During treatment, as I navigated the realm of cold caps, I was simultaneously learning the art of advocating for myself within the healthcare space. Battling serious infections, grappling with the extreme side effects of chemotherapy, and emergency hospitalizations – my journey was far from smooth sailing. Frustration at feeling unheard by healthcare providers fueled a newfound determination to voice my needs for a better quality of life.
These experiences sparked a passion for health advocacy that I never knew existed within me. As I wrapped up my undergraduate studies, I immediately dove into a graduate program in public health. I set out on a new journey because I was determined to understand how I could contribute to the vast field of cancer care.
My experience within a Young Adult Cancer Program unexpectedly opened the door to patient advocacy, profoundly reshaping my life’s direction. This initial involvement propelled me into a pivotal role on a Young Adult Advisory Board within my community. Alongside this, my dedication led me to advocate for access initiatives by testifying at my state Capitol. Additionally, I’ve participated in the Éxito! Latino Cancer Research Leadership Training, an initiative launched in 2010 by the Institute for Health Promotion Research at UT Health San Antonio. Beyond these commitments, I also serve as co-chair of a workgroup for the CDC’s Advisory Committee on Breast Cancer in Young Women (ACBCYW). This multifaceted engagement underscores my unwavering commitment to advocating for better care, support, and awareness for young adults navigating cancer.
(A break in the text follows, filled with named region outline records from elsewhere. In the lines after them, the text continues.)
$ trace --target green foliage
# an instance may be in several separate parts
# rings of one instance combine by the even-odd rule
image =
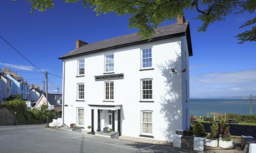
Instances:
[[[210,129],[211,130],[211,134],[210,135],[210,139],[219,139],[219,125],[218,123],[214,121]]]
[[[55,110],[41,111],[38,110],[27,109],[26,103],[18,99],[6,101],[0,104],[0,109],[4,108],[9,110],[12,113],[17,113],[17,124],[30,124],[45,123],[47,118],[53,119],[58,115],[58,113]]]
[[[238,122],[246,122],[256,123],[256,115],[240,115],[228,114],[227,118],[230,119],[235,119]]]
[[[220,123],[220,133],[223,141],[229,141],[231,140],[230,133],[229,132],[229,125],[223,119]]]
[[[16,0],[12,0],[15,1]],[[26,0],[31,4],[31,13],[34,9],[45,11],[47,8],[53,7],[53,0]],[[62,0],[63,3],[77,3],[80,0]],[[224,21],[232,14],[247,12],[252,14],[256,8],[255,0],[83,0],[86,8],[90,6],[99,16],[115,12],[117,16],[129,15],[129,26],[130,28],[139,29],[141,39],[150,39],[155,29],[161,23],[166,20],[174,20],[178,15],[182,15],[185,10],[190,9],[198,12],[195,18],[202,22],[198,32],[204,32],[209,25],[215,22]],[[200,9],[204,8],[204,9]],[[239,34],[236,37],[242,44],[245,41],[255,41],[255,18],[248,20],[240,28],[245,26],[252,27],[251,29]]]
[[[48,106],[46,104],[42,104],[41,106],[41,110],[42,111],[45,111],[48,109]]]
[[[205,131],[204,126],[200,123],[197,123],[193,128],[194,135],[197,137],[204,137],[205,136]]]

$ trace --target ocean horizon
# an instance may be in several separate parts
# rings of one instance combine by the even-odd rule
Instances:
[[[245,98],[190,98],[190,115],[207,116],[207,113],[250,115],[250,99]],[[252,99],[252,114],[256,115],[256,99]]]

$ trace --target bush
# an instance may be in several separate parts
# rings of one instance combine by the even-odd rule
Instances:
[[[220,133],[223,141],[229,141],[231,140],[230,133],[229,132],[229,125],[223,119],[220,123]]]
[[[204,126],[200,123],[197,123],[193,128],[194,135],[197,137],[204,137],[205,136],[205,131]]]
[[[227,118],[230,119],[235,119],[239,122],[256,123],[256,115],[240,115],[235,114],[228,114]]]
[[[219,139],[219,125],[218,123],[214,121],[210,129],[211,130],[210,139],[212,140]]]

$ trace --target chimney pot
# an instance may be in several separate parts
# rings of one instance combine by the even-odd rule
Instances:
[[[87,43],[86,42],[83,42],[82,40],[76,40],[76,49],[80,48],[81,47],[82,47],[83,45],[86,45],[88,43]]]
[[[183,15],[177,16],[177,26],[183,24],[185,23],[185,17]]]

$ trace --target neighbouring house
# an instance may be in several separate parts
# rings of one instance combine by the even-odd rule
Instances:
[[[3,72],[4,76],[12,80],[13,81],[13,90],[12,95],[19,94],[22,95],[24,99],[29,100],[29,92],[27,91],[27,88],[29,88],[29,85],[27,81],[24,83],[23,78],[19,76],[14,72],[11,72],[9,68],[4,68]]]
[[[90,38],[87,38],[90,39]],[[189,128],[189,21],[158,28],[150,41],[137,33],[87,44],[63,60],[62,120],[92,133],[173,141]]]
[[[1,103],[2,101],[3,101],[3,96],[2,95],[2,78],[0,77],[0,103]]]
[[[4,76],[4,74],[1,73],[0,78],[2,79],[2,96],[3,101],[5,101],[12,94],[13,81],[8,77]]]
[[[30,100],[33,102],[37,101],[42,94],[43,92],[40,90],[39,86],[35,88],[35,85],[32,84],[32,88],[29,89]]]
[[[46,102],[46,94],[42,94],[38,99],[34,109],[41,110],[42,105],[48,105],[48,110],[62,111],[62,95],[48,94],[48,103]]]

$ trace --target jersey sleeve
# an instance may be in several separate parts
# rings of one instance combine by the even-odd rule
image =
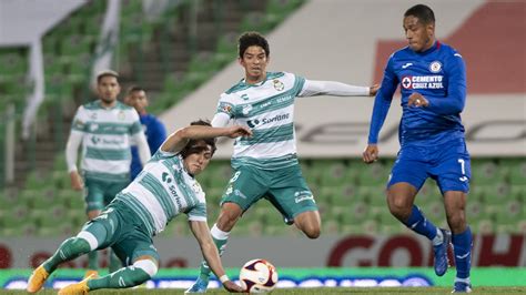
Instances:
[[[215,110],[215,114],[224,113],[230,119],[234,118],[234,104],[230,100],[229,94],[223,93],[221,94],[220,101],[218,102],[218,109]]]
[[[141,124],[141,120],[139,119],[139,114],[134,110],[129,111],[129,113],[132,118],[132,123],[129,129],[130,135],[134,135],[139,132],[142,132],[142,124]]]
[[[189,221],[206,221],[206,204],[198,203],[188,213]]]
[[[152,154],[155,153],[159,146],[166,140],[166,129],[164,124],[158,119],[154,119],[153,122],[153,129],[149,130],[150,134],[148,136],[148,144],[150,145],[150,152]]]
[[[71,131],[85,132],[88,131],[88,111],[83,105],[79,106],[71,123]]]
[[[393,70],[394,54],[391,55],[385,67],[384,78],[382,80],[382,85],[376,93],[374,100],[373,114],[371,115],[371,125],[368,131],[368,143],[376,144],[378,143],[380,130],[384,125],[385,118],[391,108],[391,102],[393,100],[393,94],[398,87],[398,78]]]
[[[447,75],[447,96],[426,96],[429,104],[427,110],[441,114],[458,114],[464,110],[466,103],[466,67],[462,55],[453,52],[444,64]]]

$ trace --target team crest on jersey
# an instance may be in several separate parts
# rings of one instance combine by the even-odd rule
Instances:
[[[277,91],[282,91],[283,89],[285,89],[283,82],[277,79],[272,80],[272,83],[274,84],[274,89]]]
[[[196,183],[196,182],[195,182],[194,184],[192,184],[192,190],[193,190],[193,192],[196,193],[196,194],[201,193],[201,191],[202,191],[202,190],[201,190],[201,185],[200,185],[199,183]]]
[[[99,124],[91,124],[90,125],[90,131],[95,131],[99,129]]]
[[[429,71],[432,73],[438,73],[442,70],[442,63],[439,61],[434,61],[429,63]]]
[[[229,104],[225,104],[225,105],[223,105],[222,110],[223,110],[223,112],[225,112],[225,113],[230,113],[230,112],[232,111],[232,106],[229,105]]]
[[[252,105],[250,104],[246,104],[245,106],[243,106],[243,110],[241,110],[244,115],[249,115],[250,111],[252,111]]]

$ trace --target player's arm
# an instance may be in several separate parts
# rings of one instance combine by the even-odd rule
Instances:
[[[150,153],[150,146],[148,145],[146,135],[144,135],[144,130],[139,119],[139,114],[135,111],[130,111],[132,118],[132,124],[129,128],[129,134],[131,138],[130,145],[134,143],[138,148],[139,159],[141,160],[141,165],[144,166],[152,154]]]
[[[367,96],[376,94],[378,85],[355,87],[336,81],[305,80],[299,96]]]
[[[148,138],[150,152],[152,154],[154,154],[159,150],[159,146],[161,146],[161,144],[166,139],[166,129],[164,128],[164,124],[161,121],[155,120],[155,124],[153,124],[153,130],[149,130],[150,136]]]
[[[71,130],[68,143],[65,144],[65,163],[68,165],[68,173],[70,174],[71,187],[75,191],[80,191],[84,186],[77,169],[77,159],[79,155],[79,146],[82,143],[82,132]]]
[[[204,260],[209,264],[210,269],[212,269],[212,272],[219,277],[224,288],[234,293],[243,292],[240,286],[230,281],[230,278],[226,276],[206,222],[190,220],[189,223],[190,228],[198,240],[199,246],[201,247]]]
[[[227,128],[212,128],[203,125],[190,125],[182,128],[170,134],[161,150],[170,153],[178,153],[186,146],[190,140],[211,139],[219,136],[229,136],[235,139],[239,136],[251,136],[252,131],[249,128],[234,125]]]
[[[70,175],[71,187],[75,191],[82,190],[84,186],[82,177],[77,169],[77,160],[79,155],[79,146],[87,129],[87,114],[84,106],[79,106],[71,124],[70,135],[65,143],[65,163],[68,165],[68,173]]]
[[[442,115],[461,113],[466,104],[466,67],[459,53],[453,54],[447,60],[444,72],[448,78],[447,96],[423,96],[419,93],[413,93],[407,104],[423,106]]]
[[[385,118],[391,108],[393,94],[398,85],[398,79],[393,71],[393,57],[390,58],[387,67],[385,67],[384,79],[382,85],[376,93],[374,100],[373,113],[371,115],[371,123],[368,130],[367,146],[363,152],[363,161],[365,163],[373,163],[378,159],[378,134],[380,130],[384,125]]]
[[[140,131],[133,134],[132,139],[136,144],[141,164],[142,166],[144,166],[148,163],[148,161],[150,161],[150,157],[152,157],[152,154],[150,152],[150,146],[148,145],[146,136],[144,135],[144,132]]]

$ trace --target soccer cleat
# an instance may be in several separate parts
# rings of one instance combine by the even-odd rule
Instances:
[[[92,274],[88,276],[87,278],[82,279],[81,282],[77,284],[71,284],[68,285],[59,291],[59,295],[84,295],[90,292],[90,288],[88,287],[88,281],[95,278],[95,275]]]
[[[193,285],[188,288],[184,293],[205,293],[206,288],[209,287],[209,277],[199,276],[198,281],[193,283]]]
[[[88,269],[85,271],[84,278],[90,277],[91,278],[98,278],[99,277],[99,272],[93,271],[93,269]]]
[[[452,293],[472,293],[472,285],[464,282],[455,282]]]
[[[37,267],[28,281],[28,287],[26,288],[29,293],[36,293],[42,288],[49,273],[43,268],[43,265]]]
[[[447,260],[447,248],[452,241],[452,233],[449,231],[441,228],[444,240],[442,244],[433,246],[435,251],[435,274],[437,276],[443,276],[447,267],[449,266],[449,261]]]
Currently, I’m a doctoral candidate at Baylor University, with my research focus centered on the quality of care for the Adolescent and Young Adult (AYA) population. Through personal experience, I’ve witnessed the distinct care needs of AYAs and the crucial significance of prioritizing their care quality. The array of needs and complexities AYAs face underscores the necessity for specialized attention. During this vulnerable phase, the care they receive profoundly shapes their lives.
I carry this responsibility with unwavering commitment. The privilege of driving advocacy and research to reshape the journey of those facing cancer is not one I take lightly. It’s a chance to pay it forward, to channel my experiences into meaningful change. As I stand before the future, my sights set on my dissertation research focusing on AYAs’ care quality, I know that while the diagnosis shook my world, it also paved the way for me to shape the worlds of others in ways I couldn’t have imagined.